Željko Stinčić

Personal information
- Date of birth: 13 July 1950 (age 75)
- Place of birth: Zagreb, SR Croatia, FPR Yugoslavia
- Height: 1.87 m (6 ft 1+1⁄2 in)
- Position: Goalkeeper

Senior career*
- Years: Team / Apps / (Gls)
- 1967–1981: Dinamo Zagreb / 189 / (0)
- 1981–1985: Austria Salzburg / 91 / (0)
- Total:  / 280 / (0)

International career
- 1978: Yugoslavia / 1 / (0)

= Želimir Stinčić =

Croatian footballer (born 1950)

Želimir "Željko" Stinčić (born 13 July 1950) is a Croatian retired footballer.

==Club career==
Stinčić, son of Yugoslav international Branko Stinčić, started playing at NK Dinamo Zagreb in 1967, but had only a handful of appearances in his first six seasons with the club, acting as a second- or third-choice goalkeeper at the time when established goalkeepers Zlatko Škorić and Fahrija Dautbegović were at the club. Following Dautbegović's departure, Stinčić appeared in 21 Yugoslav First League matches in the 1973–74 season, and became a regular member of the first team squad in the following years. By 1981 he played a total of 478 games (including 190 league matches) for the Blues.

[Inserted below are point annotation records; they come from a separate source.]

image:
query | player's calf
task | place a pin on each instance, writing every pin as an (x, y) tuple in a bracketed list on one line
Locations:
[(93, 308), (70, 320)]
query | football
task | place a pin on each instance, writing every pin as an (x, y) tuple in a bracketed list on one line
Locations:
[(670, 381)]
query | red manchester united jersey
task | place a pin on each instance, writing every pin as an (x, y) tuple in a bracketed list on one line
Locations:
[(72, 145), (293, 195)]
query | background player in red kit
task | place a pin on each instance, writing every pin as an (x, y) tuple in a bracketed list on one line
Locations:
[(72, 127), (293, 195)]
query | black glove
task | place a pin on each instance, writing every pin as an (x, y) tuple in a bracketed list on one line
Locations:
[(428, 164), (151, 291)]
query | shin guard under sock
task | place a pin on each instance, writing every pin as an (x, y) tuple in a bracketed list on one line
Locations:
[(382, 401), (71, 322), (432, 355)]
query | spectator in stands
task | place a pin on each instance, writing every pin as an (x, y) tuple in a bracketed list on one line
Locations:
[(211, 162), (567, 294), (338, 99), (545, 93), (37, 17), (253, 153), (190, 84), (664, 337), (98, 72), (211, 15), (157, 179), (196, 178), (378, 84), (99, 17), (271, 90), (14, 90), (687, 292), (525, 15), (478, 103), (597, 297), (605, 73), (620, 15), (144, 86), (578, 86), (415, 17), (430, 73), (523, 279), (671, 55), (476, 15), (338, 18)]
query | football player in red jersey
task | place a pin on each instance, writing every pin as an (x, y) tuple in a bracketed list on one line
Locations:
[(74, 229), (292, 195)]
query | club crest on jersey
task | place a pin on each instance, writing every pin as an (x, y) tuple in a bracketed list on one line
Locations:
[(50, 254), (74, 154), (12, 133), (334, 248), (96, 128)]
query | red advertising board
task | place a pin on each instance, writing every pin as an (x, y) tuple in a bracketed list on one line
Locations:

At the end of the 1980–81 season he moved abroad to Austrian side SV Austria Salzburg, where he played for four seasons, appearing in 91 Austrian Bundesliga games, before retiring in 1985.

==International career==
He was capped once for Yugoslavia, in a Euro 1980 qualifier against Spain on 4 October 1978 and conceded two goals from Juanito and Santillana in a 2–1 defeat.

After retiring he worked as a goalkeeping coach at Dinamo Zagreb until 2005, when he opened a goalkeeping academy together with Zlatko Škorić.
Zlatko unfortunately got diabetes and since his finger has got cut off (because of diabetes) he wasn't able to work.
After that incident Stincic was working alone.